By Western Standard

January 14, 2022

-Western Standard


Getting climate change insurance could be forced on Canadian homeowners, says a federal report.

“We welcome and support the core findings,” Emergency Preparedness Minister Bill Blair said in a Thursday statement.

Blacklock’s Reporter said the report by the Council of Canadian Academies complained too few property owners at risk of flooding have private insurance.

Canadian insurers first sold overland flood coverage in 2015.

Some people have claimed weather disasters in Canada this year — from floods the forest fires — have been caused by climate change.

“Canada is an outlier among many advanced economies offering some form of nationalized flood insurance,” said the report.

The report questioned payment of federal disaster relief to homeowners who live on flood plains and cannot or will not pay for private insurance.

“Individuals who have reason to expect relief may choose to assume additional risk,” said the report.

The Academies proposed overland flood coverage become mandatory.

“The option to opt-out rather than in to flood insurance could be provided,” said the report.
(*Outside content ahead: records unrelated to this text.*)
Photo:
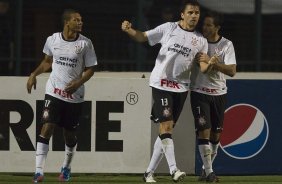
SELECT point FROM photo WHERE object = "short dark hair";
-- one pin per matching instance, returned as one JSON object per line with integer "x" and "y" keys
{"x": 67, "y": 14}
{"x": 217, "y": 17}
{"x": 188, "y": 2}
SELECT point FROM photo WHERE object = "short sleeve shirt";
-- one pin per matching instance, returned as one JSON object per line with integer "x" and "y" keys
{"x": 69, "y": 61}
{"x": 214, "y": 82}
{"x": 176, "y": 55}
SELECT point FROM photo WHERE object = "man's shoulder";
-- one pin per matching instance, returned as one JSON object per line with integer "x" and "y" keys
{"x": 54, "y": 36}
{"x": 82, "y": 37}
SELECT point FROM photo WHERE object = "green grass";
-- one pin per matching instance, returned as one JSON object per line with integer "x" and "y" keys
{"x": 130, "y": 178}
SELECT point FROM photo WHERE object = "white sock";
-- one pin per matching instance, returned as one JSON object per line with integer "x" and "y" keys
{"x": 41, "y": 155}
{"x": 214, "y": 148}
{"x": 168, "y": 149}
{"x": 69, "y": 153}
{"x": 156, "y": 157}
{"x": 205, "y": 153}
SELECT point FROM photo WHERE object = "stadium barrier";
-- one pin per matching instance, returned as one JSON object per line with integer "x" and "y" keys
{"x": 116, "y": 135}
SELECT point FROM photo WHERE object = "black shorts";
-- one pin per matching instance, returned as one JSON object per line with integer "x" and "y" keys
{"x": 208, "y": 111}
{"x": 167, "y": 105}
{"x": 62, "y": 113}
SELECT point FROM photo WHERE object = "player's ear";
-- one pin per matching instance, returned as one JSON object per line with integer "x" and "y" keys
{"x": 182, "y": 15}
“Evidence shows people are less likely to opt-out of such an option than they are to accept what is being offered. Multi-year insurance contracts could reduce the likelihood of individuals dropping their coverage.”
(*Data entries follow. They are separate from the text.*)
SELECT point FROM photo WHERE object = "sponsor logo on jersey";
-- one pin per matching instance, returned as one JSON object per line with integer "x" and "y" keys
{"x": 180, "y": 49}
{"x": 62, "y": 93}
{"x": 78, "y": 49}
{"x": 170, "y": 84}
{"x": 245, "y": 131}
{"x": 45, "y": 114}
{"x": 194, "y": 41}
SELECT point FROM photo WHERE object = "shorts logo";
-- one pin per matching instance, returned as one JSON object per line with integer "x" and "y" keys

“In Canada mortgage lenders already require some form of home insurance,” wrote an expert panel chaired by Scott Vaughan, former federal Commissioner of the Environment.

“In the panel’s view, adjusting these requirements to ensure adequate protections from climate-related hazards is increasingly warranted in the face of mounting disaster risks.

“Means-tested vouchers that help cover the costs of flood insurance, funded from the general tax base, are a promising approach to addressing equity concerns without undermining the price signal of the insurance program. Funding hazard mitigation through grants and loans can also play an important role.”

Blair did not comment specifically on the proposal for mandatory flood coverage. Blair last November 18 said the cabinet was continuing work underway since 2019 on a national flood insurance plan.

“I have had communication with the Insurance Bureau of Canada,” said Blair.

“We are working very closely with them in development of a national flood insurance program for the country. But in the interim, we know there’s important work to be done.”

The IBC in 2019 testimony at the Commons environment committee estimated of about 13 million homeowners nationwide “approximately one million homes or 10% of all residences across the country are at high risk” on flood plains.

Relying on householders at greatest risk to buy private insurance was impractical, testified Craig Stewart, vice-president of the IBC.

“They would drain any insurance pool that you would set up,” he said.

“Other policyholders would essentially be subsidizing them for living there, which is not right. Those people should probably not have been living there in the first place.”

The 2013 Calgary flood saw $1.7 billion in claims, one of the largest insurance claims of its kind, many property owners had inadequate coverage.